- Trabalhadores de várias regiões de Portugal foram a Lisboa hoje, 8 de novembro, protestar contra o anteprojeto de revisão laboral, sob o lema “Todos a Lisboa”, convocados pela Confederação Geral dos Trabalhadores Portugueses (CGTP). O ato começou às 14h30, com pré-concentrações nas Amoreiras (setor público) e no Saldanha (setor privado).
- O trajeto seguiu em direção ao Marquês de Pombal e terminou nos Restauradores.
- Tiago Oliveira, secretário-geral da CGTP, pediu recuo do Governo e afirmou que o anteprojeto representa retrocesso nos direitos trabalhistas; ele disse, em declarações à Lusa, que é preciso retirar o pacote da discussão.
- A mobilização ocorre após protestos de 21 de setembro em Lisboa e Porto, e uma greve da Administração Pública em 24 de outubro; o anteprojeto revisa mais de cem artigos do Código do Trabalho, incluindo parentalidade, trabalho flexível e condições de trabalho.
- A CGTP emitiu pré-avisos de greve para setores que atuam aos fins de semana, como comércio, serviços, restauração e hotelaria, buscando ampliar a participação e enviar um sinal de unidade contra as propostas do Governo.
Trabalhadores de diversas regiões de Portugal se mobilizaram hoje, 8 de novembro, em Lisboa, sob o lema “Todos a Lisboa”, em protesto contra o anteprojeto de revisão laboral do Governo. A manifestação, convocada pela CGTP, teve início às 14h30, com pré-concentrações nas Amoreiras, para o setor público, e no Saldanha, para o setor privado, seguindo em direção ao Marquês de Pombal e finalizando nos Restauradores.
O secretário-geral da CGTP, Tiago Oliveira, destacou a necessidade de um recuo por parte do Governo, afirmando que o anteprojeto representa um retrocesso significativo nos direitos trabalhistas. Em declarações à Lusa, ele enfatizou que é crucial que o Governo compreenda a magnitude da indignação popular e retire o pacote da discussão. “É preciso dar um sinal ao Governo de que tem que recuar na construção do pacote laboral”, disse Oliveira.

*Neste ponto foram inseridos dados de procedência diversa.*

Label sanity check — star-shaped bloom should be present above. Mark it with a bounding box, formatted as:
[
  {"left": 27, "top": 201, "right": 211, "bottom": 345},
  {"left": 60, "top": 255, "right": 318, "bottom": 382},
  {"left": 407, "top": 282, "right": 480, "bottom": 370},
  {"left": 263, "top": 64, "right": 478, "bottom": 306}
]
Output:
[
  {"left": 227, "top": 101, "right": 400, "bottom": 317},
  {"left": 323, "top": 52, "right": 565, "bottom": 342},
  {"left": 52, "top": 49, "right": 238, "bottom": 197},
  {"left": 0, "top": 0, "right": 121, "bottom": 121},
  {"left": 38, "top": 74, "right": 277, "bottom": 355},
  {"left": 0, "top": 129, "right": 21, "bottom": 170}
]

Essa manifestação ocorre após protestos anteriores em Lisboa e no Porto, realizados em 21 de setembro, e uma greve da Administração Pública que ocorreu em 24 de outubro. A CGTP tem insistido que as alterações propostas no anteprojeto, que revisa mais de cem artigos do Código do Trabalho, são inconstitucionais e prejudiciais aos trabalhadores. As mudanças abrangem áreas como parentalidade, trabalho flexível e condições de trabalho.
Mobilização e Greves
Para garantir a participação dos trabalhadores que atuam aos fins de semana, a CGTP emitiu diversos pré-avisos de greve, afetando setores como comércio, serviços, restauração e hotelaria. A central sindical busca não apenas protestar, mas também mobilizar a classe trabalhadora para que suas vozes sejam ouvidas em um momento crítico de discussão legislativa. A expectativa é que a manifestação represente um forte sinal de unidade e resistência contra as propostas do Governo.